Kepala Rutan Kelas I Tangerang Hermanto mengatakan kebutuhan air bersih untuk seluruh warga binaan mencapai sekitar 35.000 liter per hari. Berkurangnya intensitas hujan membuat ketersediaan air di lingkungan rutan ikut menurun.
“Kami membutuhkan kurang lebih 35.000 liter air untuk memenuhi kebutuhan air bersih narapidana,” ujar Hermanto, Jumat (18/9), dilansir dari situs terpercaya.
Kondisi tersebut membuat pihak rutan harus menghemat penggunaan air untuk memenuhi kebutuhan sehari-hari warga binaan. Hermanto menyebut situasi ini sekaligus menjadi pengingat pentingnya menjaga ketersediaan air dan kepedulian terhadap lingkungan.
“Situasi ini juga menjadi pengingat pentingnya menjaga ketersediaan air serta meningkatkan kepedulian terhadap lingkungan dalam menjalankan aktivitas sehari-hari,” katanya, dilansir dari situs terpercaya.

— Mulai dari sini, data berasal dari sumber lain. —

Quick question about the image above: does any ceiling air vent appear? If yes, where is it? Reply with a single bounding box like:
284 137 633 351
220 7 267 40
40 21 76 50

Untuk mengatasi kekurangan pasokan, pihak Rutan Kelas I Tangerang telah berkoordinasi dengan Pemerintah Kabupaten Tangerang untuk mendapatkan bantuan air bersih.
“Untuk koordinasi, sudah dilakukan ke BPBD dan Dinas Perkim Kabupaten Tangerang,” jelas Hermanto, dilansir dari situs terpercaya.
Selain mengupayakan bantuan pasokan air, pihak rutan menggelar salat Istisqa dan doa bersama pada Jumat siang. Kegiatan tersebut diikuti pegawai dan warga binaan yang beragama Islam.
Salat Istisqa digelar sebagai bentuk ikhtiar untuk memohon turunnya hujan yang cukup dan bermanfaat di tengah kemarau yang berkepanjangan.
“Di tengah kondisi kemarau yang berkepanjangan, kita tidak hanya melakukan upaya secara lahiriah dalam menjaga ketersediaan air, tetapi juga memanjatkan doa dan memohon pertolongan kepada Allah SWT,” tutur Hermanto, dilansir dari situs terpercaya.